Current Landscape of Mental Health Conversational Agents from a Trauma-Informed Care Lens: Scoping Review
ABSTRACT
Background:
Conversational agents (CAs) are increasingly developed and deployed in a mental health context, raising questions of how to safely and ethically implement them.
Objective:
This scoping review identifies SAMHSA's trauma-informed care (TIC) framework as one avenue to do this and examines how the framework’s six core principles are currently being operationalized in the design and evaluation of mental health CAs (MHCAs), including relevant gaps and patterns within design recommendations.
Methods:
Online databases, as well as a secondary survey of citation lists from an initial search, were used to identify English-language journal articles and conference proceedings from 2000-2024 that empirically evaluated an independent, web- or app-based, unassisted conversational agent (CA) used for mental health, as well as including concepts from TIC.
Results:
Our analysis included 38 publications (68.4% published in 2020 or later) that explored 28 distinct MHCAs. 60.6% used experimental methods and 36.8% were user studies, with study samples skewing female (avg. 34.92% male), young (avg. age 32.52), and nonclinical (76.3%).
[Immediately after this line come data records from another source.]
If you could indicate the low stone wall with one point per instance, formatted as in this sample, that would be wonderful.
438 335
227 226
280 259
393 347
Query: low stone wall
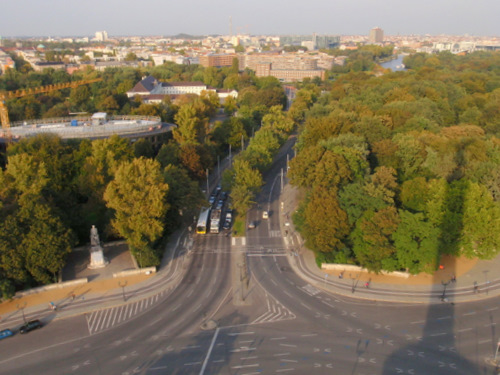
352 268
146 271
46 288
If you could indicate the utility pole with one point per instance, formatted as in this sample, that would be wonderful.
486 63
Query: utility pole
208 187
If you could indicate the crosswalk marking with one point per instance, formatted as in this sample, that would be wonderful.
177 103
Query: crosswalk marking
275 312
101 320
309 289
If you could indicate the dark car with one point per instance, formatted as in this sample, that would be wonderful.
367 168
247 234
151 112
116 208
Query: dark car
220 203
211 200
30 326
5 333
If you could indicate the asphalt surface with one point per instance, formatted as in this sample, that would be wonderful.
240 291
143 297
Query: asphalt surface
259 304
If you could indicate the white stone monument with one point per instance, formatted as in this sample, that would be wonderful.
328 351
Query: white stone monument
97 259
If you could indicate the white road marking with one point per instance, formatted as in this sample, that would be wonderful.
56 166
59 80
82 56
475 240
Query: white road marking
307 307
240 333
209 351
245 366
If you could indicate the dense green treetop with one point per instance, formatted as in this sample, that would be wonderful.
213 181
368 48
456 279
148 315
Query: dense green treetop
412 158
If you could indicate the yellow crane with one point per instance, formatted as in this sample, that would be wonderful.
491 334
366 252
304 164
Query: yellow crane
4 115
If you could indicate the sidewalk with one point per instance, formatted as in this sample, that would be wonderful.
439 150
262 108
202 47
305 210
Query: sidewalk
422 288
96 294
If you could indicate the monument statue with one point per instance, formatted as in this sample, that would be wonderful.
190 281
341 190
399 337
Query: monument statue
94 237
97 259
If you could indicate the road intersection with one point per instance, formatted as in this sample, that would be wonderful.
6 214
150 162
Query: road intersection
258 305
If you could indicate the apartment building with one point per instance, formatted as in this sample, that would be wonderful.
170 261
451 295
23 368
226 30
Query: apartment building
217 60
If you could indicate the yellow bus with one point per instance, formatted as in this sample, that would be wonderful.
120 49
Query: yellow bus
203 221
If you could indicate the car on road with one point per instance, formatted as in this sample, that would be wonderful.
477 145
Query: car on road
30 326
5 333
220 203
211 200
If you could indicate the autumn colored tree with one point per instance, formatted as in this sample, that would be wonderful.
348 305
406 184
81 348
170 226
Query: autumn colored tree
138 196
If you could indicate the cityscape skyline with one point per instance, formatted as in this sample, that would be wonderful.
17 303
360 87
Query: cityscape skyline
153 17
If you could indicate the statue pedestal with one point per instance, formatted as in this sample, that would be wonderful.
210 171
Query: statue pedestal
97 259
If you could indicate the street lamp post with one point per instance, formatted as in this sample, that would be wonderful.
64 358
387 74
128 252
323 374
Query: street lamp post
208 192
443 296
123 285
21 307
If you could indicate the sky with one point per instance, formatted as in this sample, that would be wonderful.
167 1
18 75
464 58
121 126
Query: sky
257 17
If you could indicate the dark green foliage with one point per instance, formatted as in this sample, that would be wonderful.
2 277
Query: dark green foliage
421 178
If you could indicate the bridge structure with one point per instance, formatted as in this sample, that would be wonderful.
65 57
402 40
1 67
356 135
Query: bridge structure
91 127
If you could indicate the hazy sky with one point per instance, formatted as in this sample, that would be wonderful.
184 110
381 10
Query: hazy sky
201 17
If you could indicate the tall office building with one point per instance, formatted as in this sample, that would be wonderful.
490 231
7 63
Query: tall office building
376 35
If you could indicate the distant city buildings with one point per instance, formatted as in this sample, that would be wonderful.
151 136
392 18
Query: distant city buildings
153 91
376 35
217 60
262 53
101 36
312 42
287 67
6 62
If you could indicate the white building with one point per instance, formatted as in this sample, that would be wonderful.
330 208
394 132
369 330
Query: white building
153 91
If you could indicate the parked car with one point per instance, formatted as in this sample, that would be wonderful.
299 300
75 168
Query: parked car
220 203
211 200
5 333
30 326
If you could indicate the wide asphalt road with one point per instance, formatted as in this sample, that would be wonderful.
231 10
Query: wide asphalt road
213 322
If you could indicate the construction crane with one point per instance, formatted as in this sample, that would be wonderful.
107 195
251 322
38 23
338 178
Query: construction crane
4 115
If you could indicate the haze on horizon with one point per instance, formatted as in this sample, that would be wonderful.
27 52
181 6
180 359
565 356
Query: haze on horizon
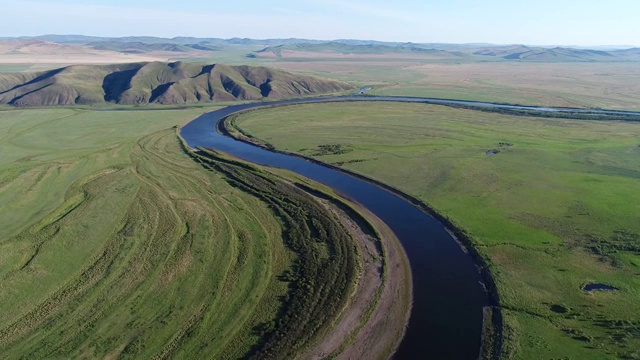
545 22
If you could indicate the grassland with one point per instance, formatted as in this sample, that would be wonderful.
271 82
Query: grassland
115 243
605 85
554 209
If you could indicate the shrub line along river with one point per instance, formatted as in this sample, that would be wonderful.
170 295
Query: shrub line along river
449 288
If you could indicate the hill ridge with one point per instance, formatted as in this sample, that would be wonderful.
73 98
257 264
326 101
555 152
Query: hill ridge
157 82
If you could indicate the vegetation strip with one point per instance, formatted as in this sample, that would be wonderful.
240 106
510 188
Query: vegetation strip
492 335
382 317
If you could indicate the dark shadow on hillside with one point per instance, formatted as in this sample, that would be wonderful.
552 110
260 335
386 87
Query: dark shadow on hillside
158 91
116 83
265 89
45 76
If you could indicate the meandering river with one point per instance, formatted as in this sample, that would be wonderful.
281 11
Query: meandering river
449 297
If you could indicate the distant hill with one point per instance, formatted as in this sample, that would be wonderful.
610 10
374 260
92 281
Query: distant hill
356 47
556 54
157 82
192 47
134 47
38 51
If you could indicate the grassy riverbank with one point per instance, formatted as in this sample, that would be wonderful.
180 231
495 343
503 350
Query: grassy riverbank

MHCAs were largely rule-based prototypes. No studies cited TIC; 25 used terms explicitly included in TIC principles, though usually did not define them, while 38 used language that could be implicitly linked to one or more TIC principles. Overall, TIC principles were explicitly or implicitly included in disjointed and inconsistent ways across papers, but most often appeared in intervention design descriptions, assessed qualitatively, or were items in questionnaires evaluating other concepts. Trust, safety, transparency, empowerment, and collaboration were comparatively well-addressed, while peer support and cultural sensitivity were largely absent. Design recommendations, where present, were relatively broad and emphasized primarily customizability, consistency, and strengthening of user-MHCA relationships.
Conclusions:
Studies did not self-identify as using SAMHSA’s TIC, making it more difficult to identify its elements. The fragmented terms, disciplines, and metrics used make it difficult to draw more systematic conclusions about the current research landscape related to TIC, but our analysis indicates TIC to be a descriptive and potentially unifying framework and provides a starting point for explicitly trauma-informed MHCA research and design.